In light of these ideas for the role of light in pain, could it be that migraine-like headaches are the normal kind of pain elicited for these light/pain mechanisms, and that the trouble for migraine sufferers is the overactivation of these usually-functional mechanisms?
More intriguing than the “how” of light and headaches is the “why”. Why should light be linked with pain mechanisms at all? Why should the retina be in the business of eliciting pain in your brain?
Upon reflection, however, we all know of occasions where looking hurts. The most obvious case is when we look at the sun. And another obvious case is when someone shines a flashlight in our eyes in the dark.

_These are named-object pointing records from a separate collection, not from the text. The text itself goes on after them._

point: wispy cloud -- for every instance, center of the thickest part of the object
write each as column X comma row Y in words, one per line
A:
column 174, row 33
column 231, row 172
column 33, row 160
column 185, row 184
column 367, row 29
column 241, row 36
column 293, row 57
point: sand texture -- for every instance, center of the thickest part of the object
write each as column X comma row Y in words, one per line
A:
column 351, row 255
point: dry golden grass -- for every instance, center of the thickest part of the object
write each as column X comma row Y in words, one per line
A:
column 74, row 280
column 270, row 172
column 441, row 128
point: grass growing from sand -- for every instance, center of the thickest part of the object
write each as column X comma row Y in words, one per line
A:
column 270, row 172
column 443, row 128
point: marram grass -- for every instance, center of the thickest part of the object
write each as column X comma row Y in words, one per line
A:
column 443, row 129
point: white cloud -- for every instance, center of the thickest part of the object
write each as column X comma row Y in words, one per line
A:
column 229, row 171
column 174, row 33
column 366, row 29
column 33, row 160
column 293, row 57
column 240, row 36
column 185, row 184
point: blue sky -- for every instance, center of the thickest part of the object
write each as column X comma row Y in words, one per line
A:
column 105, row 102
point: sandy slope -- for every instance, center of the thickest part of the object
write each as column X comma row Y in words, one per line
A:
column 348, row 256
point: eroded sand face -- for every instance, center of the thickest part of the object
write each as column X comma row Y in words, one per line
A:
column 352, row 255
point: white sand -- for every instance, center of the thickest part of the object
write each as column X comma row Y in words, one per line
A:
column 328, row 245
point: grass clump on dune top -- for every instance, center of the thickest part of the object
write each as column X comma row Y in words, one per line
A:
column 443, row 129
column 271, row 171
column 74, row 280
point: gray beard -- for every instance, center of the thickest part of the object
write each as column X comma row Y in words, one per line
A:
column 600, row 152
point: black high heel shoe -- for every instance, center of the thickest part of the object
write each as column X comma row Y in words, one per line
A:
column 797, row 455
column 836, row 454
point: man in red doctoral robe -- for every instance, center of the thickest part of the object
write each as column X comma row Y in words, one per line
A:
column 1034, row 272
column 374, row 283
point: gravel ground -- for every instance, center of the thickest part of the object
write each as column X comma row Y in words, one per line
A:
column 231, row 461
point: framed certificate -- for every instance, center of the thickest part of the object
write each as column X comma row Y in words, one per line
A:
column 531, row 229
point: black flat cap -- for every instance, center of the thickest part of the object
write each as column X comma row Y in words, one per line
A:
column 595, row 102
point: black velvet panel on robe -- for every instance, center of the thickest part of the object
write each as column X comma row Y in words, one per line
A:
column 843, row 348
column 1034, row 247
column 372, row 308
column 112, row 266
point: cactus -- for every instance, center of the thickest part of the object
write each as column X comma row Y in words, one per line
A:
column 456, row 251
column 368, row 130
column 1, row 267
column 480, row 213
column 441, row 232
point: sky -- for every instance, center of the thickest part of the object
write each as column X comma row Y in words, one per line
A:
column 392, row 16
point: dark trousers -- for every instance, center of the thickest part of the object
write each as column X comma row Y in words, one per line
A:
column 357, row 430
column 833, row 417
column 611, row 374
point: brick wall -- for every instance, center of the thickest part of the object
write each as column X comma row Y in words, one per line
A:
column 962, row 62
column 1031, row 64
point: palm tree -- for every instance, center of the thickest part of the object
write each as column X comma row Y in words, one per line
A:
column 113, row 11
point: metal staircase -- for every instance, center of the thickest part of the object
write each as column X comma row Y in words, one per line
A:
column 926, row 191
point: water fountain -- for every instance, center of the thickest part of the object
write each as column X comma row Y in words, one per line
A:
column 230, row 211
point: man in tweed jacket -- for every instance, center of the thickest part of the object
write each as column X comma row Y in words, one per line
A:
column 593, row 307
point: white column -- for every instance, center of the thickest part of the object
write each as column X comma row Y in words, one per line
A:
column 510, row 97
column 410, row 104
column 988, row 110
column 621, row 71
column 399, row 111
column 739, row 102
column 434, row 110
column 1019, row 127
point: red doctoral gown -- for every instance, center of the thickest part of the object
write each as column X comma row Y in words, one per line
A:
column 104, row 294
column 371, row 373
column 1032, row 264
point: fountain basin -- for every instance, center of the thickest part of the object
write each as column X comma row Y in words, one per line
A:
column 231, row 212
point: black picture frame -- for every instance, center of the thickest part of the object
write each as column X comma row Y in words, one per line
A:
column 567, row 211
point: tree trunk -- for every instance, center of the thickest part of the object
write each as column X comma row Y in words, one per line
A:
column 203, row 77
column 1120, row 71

In each case we are likely to respond, “Ouch!” From these real-world links between light and pain can we discern what the link may be for?
The example of the sun may coax us into suggesting that it is the retina-scorching amount of light that hurts. However, the fact that the same kind of discomfort occurs when someone shines a flashlight in our eyes shows it is not the intrinsic amount of light that is the source of the pain. A flashlight can be so dim that we can hardly see it in daytime, and yet hurt when shone in our eyes at night. The flashlight’s beam is not scorching anything, although the pain it elicits is every bit as real.
Instead, I suggest that these light/pain phenomena are similar to pain in other domains of our life. The general role of pain is not merely to tell us that something has been damaged, but to motivate us to modify our behavior toward safer or smarter action (and to so without our having to consciously think about it). For example, subtle pain signals are constantly causing me to shift my weight as I sit here and type this, leading to healthier blood flow in my lower extremities. Our eye fixations are like fingertips, reaching out and touching things in the world; just as fingertips need a pain sense to help optimally guide their behavior, so do our eye fixations.
In our normal viewing experiences there are very often wild fluctuations in brightness in our visual field, often due to the sun or to reflections of the sun. We are typically not interested in looking at objects having this full breadth of brightnesses, but, instead, at a range of “interesting objects” at a narrower range of brightnesses. To help us best see the objects of current interest, our visual system adapts to the brightness levels among them. If we were to fixate on a part of the scene that is much brighter than these interesting objects (perhaps a spot of glare), then our eyes would begin to adapt to the new brightness level, and when we look back at the objects of interest, we will be unable to see them well.
“Eye pain” of this kind may be the principal unconscious mechanism that keeps us fixating in a smart fashion within our visual field; it is what keeps our eyes performing at their best given our interests at the time. Although this kind of mechanism is unconscious, it by no means needs to be stupid. Instead, it may be able to infer where the brightest parts of the scene are on the basis of global cues in the scene.
For example, look at the earlier photograph of the glaring sun. It feels somewhat discomforting to look at this photograph, and our eyes want to steer clear from the sun. Yet the brightest spot at the center of the sun in the photograph is no brighter than the white elsewhere on this web page which causes us no discomfort to look at. Our brain seems to be able to recognize the sun-glare-like cues in the photograph, and elicits the glare-avoidance pain mechanisms for it but not for the white elsewhere on screen.
In light of these ideas for the role of light in pain, could it be that migraine-like headaches are the normal kind of pain elicited for these light/pain mechanisms, and that the trouble for migraine sufferers is the overactivation of these usually-functional mechanisms?